Cytokines such as tumor necrosis factor-alpha (TNF) contribute to cardiac dysfunction in chronic heart failure (CHF). Brain natriuretic peptide (BNP) and atrial natriuretic peptide (ANP) are thought to reflect cardiac functional and structural damage.

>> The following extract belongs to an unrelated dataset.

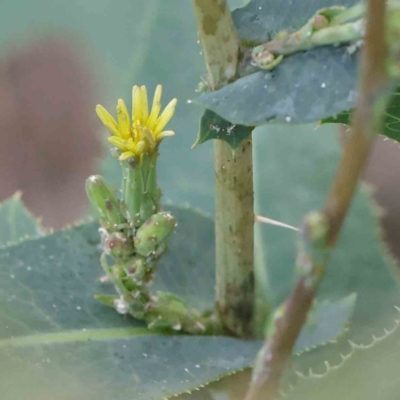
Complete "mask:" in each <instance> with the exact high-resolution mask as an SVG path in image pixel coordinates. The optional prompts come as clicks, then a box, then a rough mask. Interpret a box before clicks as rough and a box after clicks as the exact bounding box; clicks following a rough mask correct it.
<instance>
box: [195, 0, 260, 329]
mask: <svg viewBox="0 0 400 400" xmlns="http://www.w3.org/2000/svg"><path fill="white" fill-rule="evenodd" d="M193 8H194V14H195V17H196V22H197V26H198V30H199V37H200V42H201V44H202V47H203V54H204V60H205V63H206V67H207V72H208V84H209V88H210V89H211V90H215V89H218V88H220V87H222V86H224V85H225V84H227V83H229V82H230V81H232V80H233V79H235V77H236V76H237V71H238V64H239V49H240V47H239V39H238V35H237V32H236V29H235V26H234V24H233V20H232V16H231V13H230V11H229V8H228V5H227V2H226V0H193ZM251 146H252V145H251V140H248V139H247V140H244V141H243V142H242V143H241V144H240V145H239V147H238V148H237V149H236V150H235V151H234V152H233V150H232V149H231V147H230V146H229V145H228V144H227V143H225V142H222V141H219V140H216V141H215V144H214V157H215V159H214V160H215V176H216V183H215V192H216V210H215V211H216V281H217V285H216V303H217V309H218V312H219V316H220V319H221V322H222V325H223V326H224V328H225V329H226V330H228V331H229V332H230V333H231V334H233V335H236V336H240V337H252V336H253V334H254V323H253V321H254V305H255V299H254V295H255V290H254V286H255V285H254V210H253V159H252V147H251Z"/></svg>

To study the relationship between BNP, ANP, and TNF, these parameters were measured in fasting venous blood samples of 25 CHF patients (age 66+/-2 years, pVO(2) 17.4+/-2.1 mL/kg/min, NYHA class 2.8+/-0.2, all mean+/-SEM) and 8 healthy controls (age 71+/-2 years). Patients with CHF had higher plasma levels of BNP (p<0.05), ANP (p<0.05), norepinephrine (p<0.01), and echocardiographic left ventricular end-diastolic diameter (LVEDD, p<0.05) compared to controls, whereas TNF and epinephrine were not significantly different. There were significant correlations between natriuretic peptides and markers of inflammation and myocardial dysfunction in CHF patients: BNP vs. TNF (r=0.64, p=0.0006), vs. LVEDD (r=0.59, p=0.0025); ANP vs. TNF (r=0.60, p=0.0016), vs. LVEDD (r=0.65, p=0.0006); TNF vs. LVEDD (r=0.57, p=0.004). After adjustment for NYHA, creatinine clearance, and age TNF correlated with BNP (all p=0.01) and ANP (all p<0.002). The cachectic CHF patients (n=7,>6% weight loss) had the highest BNP (p<0.001 vs. controls, p<0.05 vs. non-cachectic CHF) and ANP levels (p=0.01 vs. controls). Concentrations of uric acid, epinephrine, and norepinephrine also correlated with ANP and BNP.
In CHF, TNF is closely related to BNP and ANP (independently of CHF severity and ventricular dysfunction), particularly in patients with cardiac cachexia. TNF may causally contribute to intrinsic cardiac dysfunction thereby stimulating BNP and ANP secretion.